« Et si l’on retirait du commerce les objets vraiment trop mal conçus? »

Généralement je n’apprécie pas beaucoup d’entendre taxer notre société de « matérialiste ». Ceux qui parlent ainsi ont toujours l’air d’être « capables » de nous sauver d’un monde vénal et perdu, et leur capacité salvatrice me fait froid dans le dos. Mon propos aujourd’hui portera toutefois sur l’invasion dont nous sommes victimes, et même esclaves volontaires dans une société où le bien-être est marchand, d’objets vraiment trop mal conçus.

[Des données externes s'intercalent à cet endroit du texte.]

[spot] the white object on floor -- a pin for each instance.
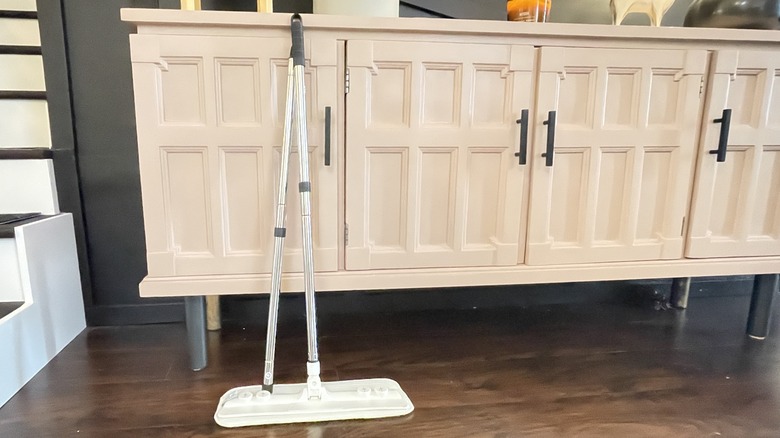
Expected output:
(290, 403)
(28, 186)
(53, 310)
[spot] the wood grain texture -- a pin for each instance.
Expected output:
(591, 370)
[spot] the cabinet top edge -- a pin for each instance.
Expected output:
(148, 20)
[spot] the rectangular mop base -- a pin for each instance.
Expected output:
(290, 403)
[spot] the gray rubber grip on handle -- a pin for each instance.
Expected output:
(296, 27)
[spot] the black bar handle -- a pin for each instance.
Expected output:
(296, 28)
(548, 154)
(723, 141)
(523, 122)
(327, 136)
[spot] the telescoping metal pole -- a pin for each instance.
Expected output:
(304, 187)
(280, 231)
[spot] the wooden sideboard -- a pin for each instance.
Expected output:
(424, 186)
(463, 152)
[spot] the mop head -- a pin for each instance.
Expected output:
(290, 403)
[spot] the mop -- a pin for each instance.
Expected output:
(314, 400)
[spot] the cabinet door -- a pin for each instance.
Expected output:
(431, 177)
(623, 154)
(736, 205)
(210, 117)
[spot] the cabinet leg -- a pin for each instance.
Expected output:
(681, 289)
(213, 317)
(195, 316)
(764, 289)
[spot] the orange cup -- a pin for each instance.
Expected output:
(528, 10)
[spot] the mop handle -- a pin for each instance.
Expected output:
(296, 28)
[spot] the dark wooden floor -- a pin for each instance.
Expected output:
(586, 370)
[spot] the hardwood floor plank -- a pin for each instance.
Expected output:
(567, 370)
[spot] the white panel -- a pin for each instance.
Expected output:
(387, 182)
(774, 102)
(654, 192)
(611, 194)
(730, 178)
(188, 199)
(242, 173)
(491, 96)
(570, 182)
(484, 189)
(765, 221)
(21, 72)
(18, 5)
(10, 282)
(238, 91)
(19, 32)
(623, 96)
(441, 94)
(53, 313)
(743, 93)
(664, 98)
(279, 90)
(387, 105)
(182, 92)
(24, 123)
(576, 98)
(28, 186)
(436, 184)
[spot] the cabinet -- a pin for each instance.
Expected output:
(431, 175)
(425, 179)
(210, 112)
(616, 187)
(736, 208)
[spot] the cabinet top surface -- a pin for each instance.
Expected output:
(171, 21)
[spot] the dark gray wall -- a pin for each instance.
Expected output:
(103, 122)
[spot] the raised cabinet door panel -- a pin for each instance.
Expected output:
(617, 189)
(736, 206)
(431, 175)
(210, 115)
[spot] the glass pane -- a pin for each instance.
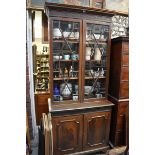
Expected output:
(95, 60)
(65, 60)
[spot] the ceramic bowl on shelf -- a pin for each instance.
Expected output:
(75, 57)
(56, 33)
(57, 57)
(66, 89)
(88, 89)
(76, 35)
(66, 34)
(66, 57)
(76, 89)
(87, 57)
(88, 51)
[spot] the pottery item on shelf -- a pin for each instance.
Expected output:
(72, 35)
(57, 33)
(91, 73)
(66, 89)
(88, 51)
(98, 95)
(75, 97)
(88, 37)
(56, 91)
(75, 57)
(60, 73)
(76, 35)
(57, 57)
(66, 73)
(87, 57)
(88, 89)
(76, 88)
(71, 72)
(66, 57)
(97, 36)
(102, 72)
(66, 34)
(97, 55)
(97, 73)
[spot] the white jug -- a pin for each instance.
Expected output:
(97, 55)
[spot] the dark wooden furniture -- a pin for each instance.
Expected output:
(41, 105)
(81, 125)
(119, 89)
(81, 128)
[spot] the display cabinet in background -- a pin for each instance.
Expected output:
(79, 74)
(41, 80)
(119, 90)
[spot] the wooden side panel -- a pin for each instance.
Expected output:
(118, 125)
(124, 89)
(126, 47)
(41, 105)
(96, 130)
(121, 123)
(67, 134)
(125, 74)
(125, 60)
(115, 69)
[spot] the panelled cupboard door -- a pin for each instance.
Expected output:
(67, 134)
(96, 130)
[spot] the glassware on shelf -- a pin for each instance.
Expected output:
(66, 73)
(97, 55)
(57, 33)
(71, 72)
(66, 89)
(102, 72)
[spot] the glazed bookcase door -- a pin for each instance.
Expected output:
(95, 56)
(65, 58)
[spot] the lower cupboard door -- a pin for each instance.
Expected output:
(96, 130)
(67, 134)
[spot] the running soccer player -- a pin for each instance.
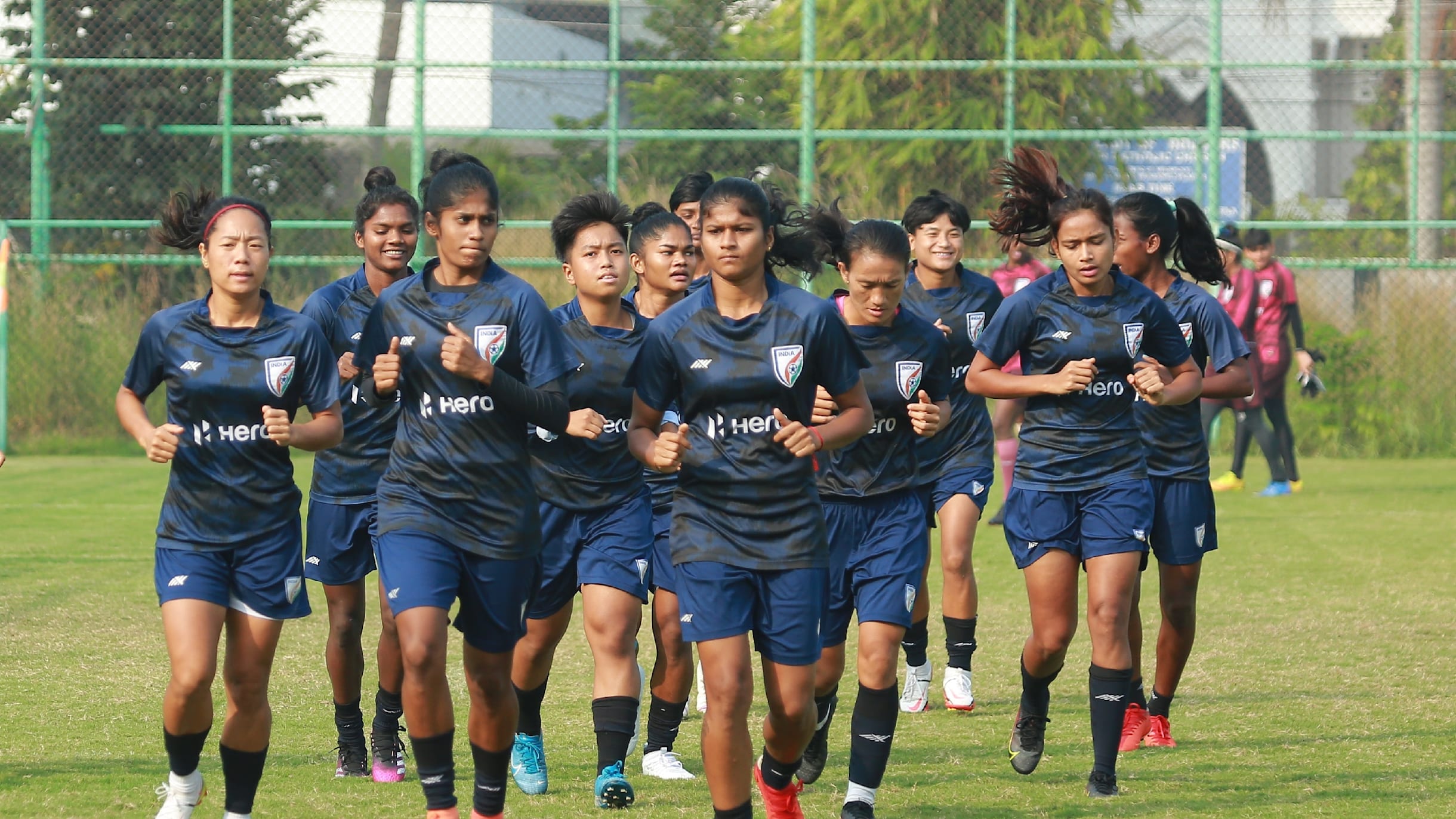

Hier ainsi, servant le petit déjeuner des enfants, je répétais ce geste presque rituel, qui me fait communier dans l’agacement avec probablement des millions d’utilisateurs depuis quelques années, et qui consiste à ouvrir un « brick » de lait muni d’un bec verseur en plastique (« ouverture facile »: méfions-nous!). Je rappelle brièvement quelques-uns des stades de l’énervement: 1) Levez le capuchon (sans vous attacher à cette petite pièce de plastique jetable, même si vous pensez que le plastique est un matériau trop noble pour de telles utilisations -nous en parlerons une autre fois); 2) enfoncez la capsule vers l’intérieur jusqu’à ce que votre doigt plonge dans le lait (lavez vous les mains avant et après l’opération); 3) en refermant et rouvrant le capuchon, tentez d’éviter la petite goutte de lait ainsi éjectée, qui doit normalement se diriger vers votre oeil.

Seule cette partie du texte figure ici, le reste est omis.